The keyword here is “draw.” In a world where the disfigurement of beauty is called “beautiful,” and the beautiful is called “disfigured,” we may not appear beautiful to the world. We must be keenly aware of this. Our beauty as icons of Christ may repulse some. However, if we are truly beautiful, if we are purely beautiful and reflect only Christ and not ourselves, our beauty will eventually attract rather than repulse.

There is a danger in the above awareness. There is the tendency to conceal our beauty so that we do not repulse the fallen world. We allow some disfigurement of ourselves that is in vogue to attract the world and hope that the world will eventually see only the beauty under the disfigurement. While this may be a good intention and have some good result, the notion is fatally flawed, and more evil than good will be the eventual result.

Although it may initially attract, we must remember that it is the disfigurement that is attracting and not the beauty. It is evil that is attracting and not good. How can we bring other to Christ with evil? We cannot!
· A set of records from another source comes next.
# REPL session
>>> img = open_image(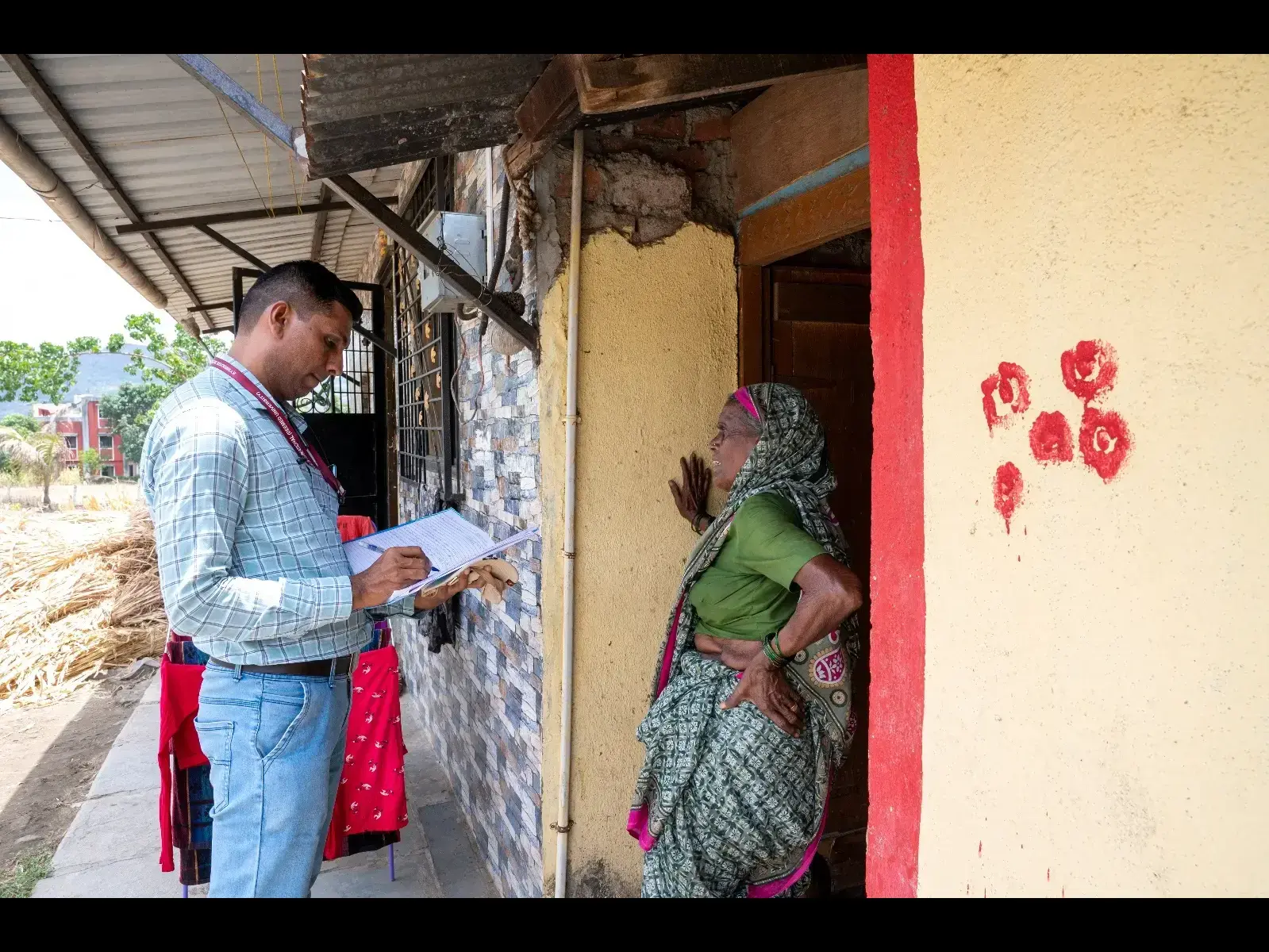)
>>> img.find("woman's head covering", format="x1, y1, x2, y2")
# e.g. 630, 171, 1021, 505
707, 383, 847, 561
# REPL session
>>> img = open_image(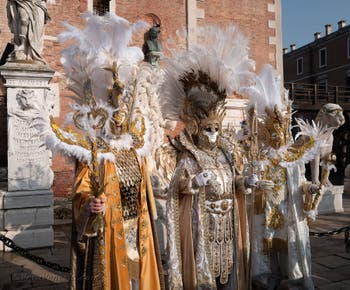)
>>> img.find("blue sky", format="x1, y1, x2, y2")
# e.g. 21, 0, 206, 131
282, 0, 350, 48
Additionally, those who are already attracted by the beauty of Christ and see the disfigurement being use to attract others to this beauty will be confused. They will, and rightly so, begin to see the disfigurement as beautiful. They will begin to see evil as good right in the presence of God in the Liturgy. Although it is impossible to remove any of the beauty from the Eucharist, any evil that is misguidedly associated with the Eucharist will have a damaging affect on those present. Often the Eucharist can overcome this effect, but if this effect can be eliminated, there is no reason not to.ur salvation depends on beauty. Our effectiveness in drawing others to that beauty depends on our beauty. We must be icons of Christ and our Liturgies must cause visitors to exclaim: “We knew not whether we were in heaven or on earth, for surely there is no such splendour or beauty anywhere upon earth. We cannot describe it to you: only this we know, that God dwells there among humans, and that their service surpasses the worship of all other places. For we cannot forget that beauty.”